Jazzzeitung: Spielt ihr Choros in der klassischen Besetzung oder hast du dich für eine typische Jazzbesetzung
entschieden?
Kittsteiner: Die Originalbesetzung ist eigentlich Flöte, Gitarre und Cavaquinho. Später wurden in
den 20er-Jahren die typischen Perkussionsinstrumente hinzugenommen, wie etwa das Pandeiro (Schellentamburin), Reco-Reco
(Guiro aus Metall) oder ein kleines Surdo (tiefe Standtrommel). Außerdem kam zum Cavaquinho (eine kleine Gitarre)
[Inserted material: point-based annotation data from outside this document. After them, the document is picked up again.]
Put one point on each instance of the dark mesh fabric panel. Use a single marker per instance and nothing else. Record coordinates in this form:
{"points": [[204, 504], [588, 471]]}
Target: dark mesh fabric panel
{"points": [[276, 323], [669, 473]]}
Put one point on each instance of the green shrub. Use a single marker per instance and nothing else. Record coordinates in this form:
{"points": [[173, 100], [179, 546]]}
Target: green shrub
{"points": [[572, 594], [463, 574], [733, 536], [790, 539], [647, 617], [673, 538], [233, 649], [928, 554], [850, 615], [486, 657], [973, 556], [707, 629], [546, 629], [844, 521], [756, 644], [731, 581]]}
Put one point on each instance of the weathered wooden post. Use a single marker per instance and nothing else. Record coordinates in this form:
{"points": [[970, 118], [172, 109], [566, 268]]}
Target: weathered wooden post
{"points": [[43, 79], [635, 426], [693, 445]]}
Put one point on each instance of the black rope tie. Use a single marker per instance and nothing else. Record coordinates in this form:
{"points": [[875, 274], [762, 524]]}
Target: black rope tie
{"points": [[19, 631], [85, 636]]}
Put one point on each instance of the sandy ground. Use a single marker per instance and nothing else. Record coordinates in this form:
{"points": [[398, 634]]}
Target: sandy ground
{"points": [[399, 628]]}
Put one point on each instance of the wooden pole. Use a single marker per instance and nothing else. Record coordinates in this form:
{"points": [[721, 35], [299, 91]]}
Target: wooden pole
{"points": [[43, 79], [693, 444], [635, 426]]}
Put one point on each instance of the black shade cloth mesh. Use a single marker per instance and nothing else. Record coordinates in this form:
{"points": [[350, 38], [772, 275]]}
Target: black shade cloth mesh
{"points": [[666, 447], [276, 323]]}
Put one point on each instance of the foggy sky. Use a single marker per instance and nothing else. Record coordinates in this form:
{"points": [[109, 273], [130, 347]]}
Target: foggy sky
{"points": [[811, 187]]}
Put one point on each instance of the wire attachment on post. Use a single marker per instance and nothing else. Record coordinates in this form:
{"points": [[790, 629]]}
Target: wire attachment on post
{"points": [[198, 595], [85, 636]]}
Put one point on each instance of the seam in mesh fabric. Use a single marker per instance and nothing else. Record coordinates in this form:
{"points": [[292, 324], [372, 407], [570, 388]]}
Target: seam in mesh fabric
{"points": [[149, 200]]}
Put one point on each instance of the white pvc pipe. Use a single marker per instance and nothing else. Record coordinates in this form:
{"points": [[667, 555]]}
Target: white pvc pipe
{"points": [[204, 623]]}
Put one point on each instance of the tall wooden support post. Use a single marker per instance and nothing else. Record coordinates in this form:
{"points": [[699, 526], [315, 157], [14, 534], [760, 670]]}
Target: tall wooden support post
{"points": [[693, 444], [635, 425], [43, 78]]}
die siebensaitige Gitarre hinzu, die ein besseres Spielen von Bassläufen ermöglicht. Ich habe mich für
eine Mischung entschieden: Ich selbst spiele Flöte und Altsaxophon. Dazu kommen Gitarre, Cavaquinho, Percussion
und ein Kontrabass.
Jazzzeitung: Wer sind deine Vorbilder? Klassiker wie der Flötist Pixinguinha oder jüngere brasilianische
Vertreter des Choro?
Kittsteiner: Der Flötist Altamiro Carrilho ist für mich ein großes Vorbild, natürlich
auch Pixinguinha, dessen Musik ebenso frisch wie emotional berührend ist. Ich verehre auch alte Meister wie Waldir
Azevedo (Cavaquinho), dessen Komposition Brasileirinho so bekannt geworden ist.
Jazzzeitung: In den letzten zehn Jahren gab es immer wieder Wellen, die bestimmte lateinamerikanische Musikformen
international populär machten. Das gelang vor allem mit argentinischem Tango und brasilianischem Son. Kannst
du dir so etwas beim Choro auch vorstellen?
Kittsteiner: Natürlich kann ich mir das vorstellen und will auch dazu beitragen. Ich möchte, dass
die ganze Welt meine Liebe für Choro teilt!